1969’da Erzincan’da doğdum. 1973’te ailemle İstanbul’a göç ettim. 1988’de Mimar Sinan Üniversitesi Güzel Sanatlar Fakültesi Resim Bölümüne girdim.1996’da MSÜ Güzel Sanatlar Fakültesi Resim Bölümü Neş’e Erdok Atölyesinden mezun oldum. 2001’de MSÜ Güzel Sanatlar Fakültesi Resim Bölümünde Yüksek Lisans yaptım: “Resim Sanatında Melankoli” ve aynı yıl Melankoli Resmi’ni tamamladım. Melankoli Resmi ile başladığım dev tuvallere, kendi atölyesinin dışında da atölyeler oluşturarak devam ettim. 2005’te Aksaray’da bir sendikaya yaptığım bir duvar resmiyle büyük resimlerini yapmayı sürdürdüm. 2006’da metruk Şan Tiyatrosu sahnesine gerdiğim 70 metrekarelik Büyük İstanbul Resmi’ni tamamladım. 2007’de bu resmin çok özel tasarımı ve boyutu ile hatırlanan “Şan Tiyatrosunda Büyük İstanbul Resmi” kataloğunu yayımladım.
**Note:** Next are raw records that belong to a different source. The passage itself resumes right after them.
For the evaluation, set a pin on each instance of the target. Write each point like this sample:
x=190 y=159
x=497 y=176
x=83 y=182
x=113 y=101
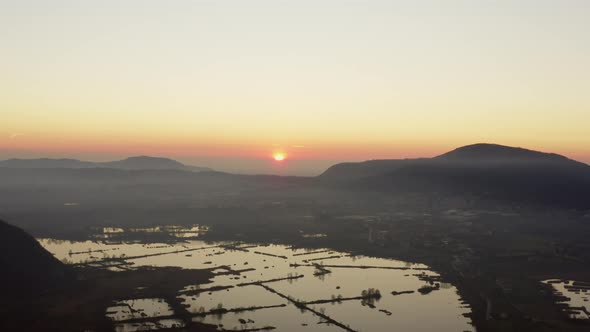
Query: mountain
x=144 y=162
x=131 y=163
x=46 y=163
x=26 y=266
x=485 y=170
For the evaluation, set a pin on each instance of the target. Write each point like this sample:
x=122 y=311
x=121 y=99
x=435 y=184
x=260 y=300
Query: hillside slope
x=27 y=267
x=484 y=170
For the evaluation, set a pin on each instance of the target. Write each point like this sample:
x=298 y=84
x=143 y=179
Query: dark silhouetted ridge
x=485 y=170
x=27 y=267
x=131 y=163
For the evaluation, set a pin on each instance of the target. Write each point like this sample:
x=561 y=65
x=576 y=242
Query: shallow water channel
x=284 y=288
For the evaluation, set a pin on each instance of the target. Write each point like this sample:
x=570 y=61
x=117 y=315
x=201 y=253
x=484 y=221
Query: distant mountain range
x=131 y=163
x=489 y=170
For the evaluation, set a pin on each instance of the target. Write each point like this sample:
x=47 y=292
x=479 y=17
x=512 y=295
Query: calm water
x=442 y=310
x=578 y=294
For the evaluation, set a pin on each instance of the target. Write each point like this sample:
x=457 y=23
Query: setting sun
x=279 y=156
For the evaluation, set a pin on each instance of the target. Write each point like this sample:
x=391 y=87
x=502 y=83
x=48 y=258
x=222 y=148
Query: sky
x=226 y=84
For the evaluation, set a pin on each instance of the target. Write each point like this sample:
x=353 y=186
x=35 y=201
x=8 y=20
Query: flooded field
x=575 y=295
x=257 y=287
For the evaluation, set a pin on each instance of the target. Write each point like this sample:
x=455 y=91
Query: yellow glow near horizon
x=279 y=156
x=345 y=80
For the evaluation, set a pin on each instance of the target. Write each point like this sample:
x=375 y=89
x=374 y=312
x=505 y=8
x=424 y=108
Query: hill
x=131 y=163
x=483 y=170
x=27 y=267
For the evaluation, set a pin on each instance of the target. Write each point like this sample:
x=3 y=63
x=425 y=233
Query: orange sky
x=225 y=84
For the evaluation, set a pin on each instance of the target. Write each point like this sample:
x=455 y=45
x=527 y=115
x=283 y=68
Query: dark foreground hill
x=483 y=170
x=131 y=163
x=26 y=267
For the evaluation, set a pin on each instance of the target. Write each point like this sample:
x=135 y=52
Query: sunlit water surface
x=347 y=276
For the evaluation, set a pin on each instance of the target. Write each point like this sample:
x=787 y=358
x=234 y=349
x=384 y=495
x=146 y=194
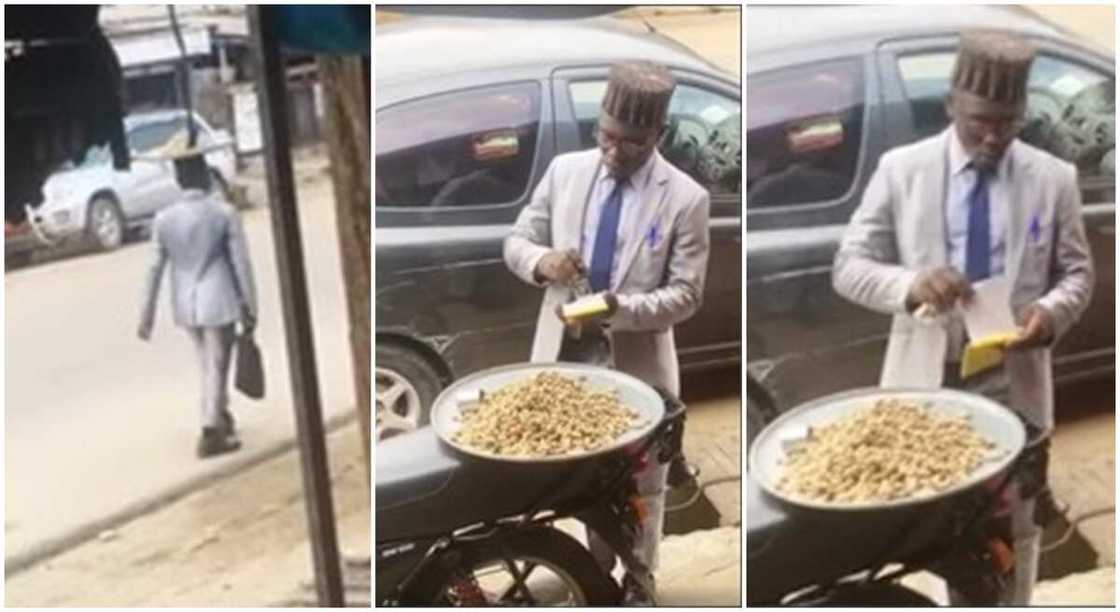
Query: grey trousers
x=214 y=346
x=1026 y=534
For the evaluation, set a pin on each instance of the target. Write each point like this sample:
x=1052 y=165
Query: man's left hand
x=1036 y=331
2007’de Lidia Ferrara’nın Haydar Özay’a ithaf ettiği İtalyanca “Wonder- Il pittore della impalcatura”, “Mucize- İskele Ressamı” adlı şiiri, 2009’da Roma’da Villa Celimontana’da “Video-poem” olarak sergilendi. 2008’de Palaspandıraspera (5x 10 metre) resmini, 2010’da 40 parçalık devasa boyutlarda olan Kağıt Akrilikler resmini bitirdim ve Çanakkale Bienali’nde 20 parçası sergilendi. 2014-2015 yılları boyunca, Mimarlar Odası terasında kurduğum atölyede 50 metrekarelik (5x10 metre) Gezi Resmi’ni tamamladım. Ressam Haydar Özay’ın resimlerinin yapım öyküsü ile Erzincanlı ailemin öyküsünün birlikte anlatıldığı Türkçe ve İngilizce biyografisi 2016’da yayımlandı. (Gezi Resmi, Gezi’nin Eseri Dev Bir Tablo, The Painter of Gezi, Eternal Painting Gezi).
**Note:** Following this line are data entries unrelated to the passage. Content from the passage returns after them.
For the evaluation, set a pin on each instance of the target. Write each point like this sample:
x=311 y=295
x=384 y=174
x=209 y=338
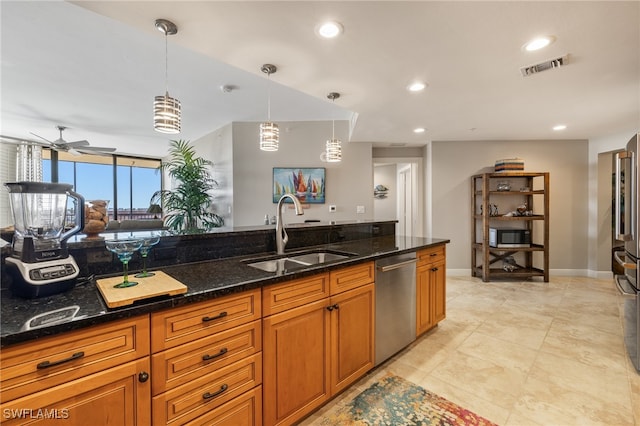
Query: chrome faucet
x=281 y=235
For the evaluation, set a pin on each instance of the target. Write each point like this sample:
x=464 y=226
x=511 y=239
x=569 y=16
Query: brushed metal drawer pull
x=221 y=315
x=47 y=364
x=208 y=357
x=216 y=393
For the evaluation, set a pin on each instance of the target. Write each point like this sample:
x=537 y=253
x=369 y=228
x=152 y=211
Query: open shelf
x=484 y=194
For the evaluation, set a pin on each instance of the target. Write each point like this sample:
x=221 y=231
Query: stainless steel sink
x=297 y=261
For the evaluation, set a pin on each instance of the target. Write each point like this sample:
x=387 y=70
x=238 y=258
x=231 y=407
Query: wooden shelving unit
x=488 y=262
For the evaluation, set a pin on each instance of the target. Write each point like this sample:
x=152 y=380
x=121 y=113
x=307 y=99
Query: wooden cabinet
x=208 y=359
x=495 y=198
x=352 y=336
x=430 y=288
x=318 y=346
x=95 y=376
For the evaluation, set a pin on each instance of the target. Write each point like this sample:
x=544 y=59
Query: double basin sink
x=296 y=261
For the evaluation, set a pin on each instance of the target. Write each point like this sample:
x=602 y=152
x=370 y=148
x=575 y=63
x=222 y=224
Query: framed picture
x=305 y=183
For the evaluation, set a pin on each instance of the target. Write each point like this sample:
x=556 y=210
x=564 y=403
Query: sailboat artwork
x=305 y=183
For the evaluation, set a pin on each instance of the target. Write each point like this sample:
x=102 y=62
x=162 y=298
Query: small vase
x=95 y=219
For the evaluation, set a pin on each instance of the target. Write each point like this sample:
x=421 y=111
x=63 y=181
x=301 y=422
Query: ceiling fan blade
x=11 y=139
x=46 y=140
x=74 y=144
x=95 y=148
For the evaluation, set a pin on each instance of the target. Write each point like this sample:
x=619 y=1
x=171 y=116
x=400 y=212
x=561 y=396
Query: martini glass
x=124 y=249
x=147 y=245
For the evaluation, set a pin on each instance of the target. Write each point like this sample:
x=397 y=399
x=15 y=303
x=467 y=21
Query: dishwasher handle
x=387 y=268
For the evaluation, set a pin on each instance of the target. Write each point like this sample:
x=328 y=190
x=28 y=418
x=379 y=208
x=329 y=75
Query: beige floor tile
x=556 y=404
x=487 y=379
x=585 y=344
x=513 y=325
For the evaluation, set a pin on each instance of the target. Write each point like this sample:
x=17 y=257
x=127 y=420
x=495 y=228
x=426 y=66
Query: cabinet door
x=296 y=362
x=424 y=314
x=116 y=396
x=439 y=291
x=352 y=336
2016-2018 yılları arasında dünya tiyatro klasiklerinden Ibsen’in Peer Gynt’ü ve Goethe’nin Faust’u için 100 kadar resim yaptım. 2018’de Karl Marx’ın 200. doğum yılı anısına yaptığım resimler Almanya’da büyük beğeni ile karşılandı.2020’de Engels’in 200. doğum yılı anısına, 2021’de Rosa Luxemburg’un 150. doğum yılı anısına resimler yaptım. Bu tarihten sonra da, sanat ve siyasette Türkiye ve dünya tarihine mal olmuş pek çok kişiliğin resimlerini yapmaya devam ettim. 2018’den 2022’ye, şiire ve şairlere olan ilgimi 19. yüzyılın Büyük Macar Şairi Sandor Petöfi için yaptığım resimlerle devam ettirdim. 100 parçalık Nâzım Hikmet resimlerini İstanbul, Ankara ve Berlin’de toplamda 6 kez sergiledim. Nâzım Hikmet resimlerimden ikisi PTT pulu olarak basıldı.  Yapılışından yaklaşık 20 yıl sonra Melankoli Resmi’ni 3 farklı sergide yeni sanatseverlere sergiledim. Resimlerim Türkiye’de ve yurt dışında poster, kartpostal, dergi ve kitap kapaklarında basıldı. Çok sayıda kişisel serginin yanı sıra karma sergilere de katıldım.

Büyük Şair Nâzım Hikmet’in “Karlı Kayın Ormanı”, “Masallarım Masalı” ve “Salkımsöğüt” şiirlerinden yaptığım resim dizilerine ara vermeksizin, Büyük Halk Romancısı Yaşar Kemal’in Ağrı Dağı Efsanesi ve İnce Memed romanlarından resimlemelerine devam ettim. Bunlara Yaşar Kemal portrelerini de ekledim. Hemen ardından Büyük Halk Ozanı Aşık Veysel’in yaşamından, türkülerinden etkilenerek yaptığım resimlerine de benzer sevgi ve adanmışlıkla çalıştım ve çalışmaya devam ediyorum. 1998 yılında Özgür Üniversitede kurduğum resim atölyesinde resim derslerine devam etmekte ve resim çalışmalarımı İstanbul’daki atölyemde sürdürmekteyim.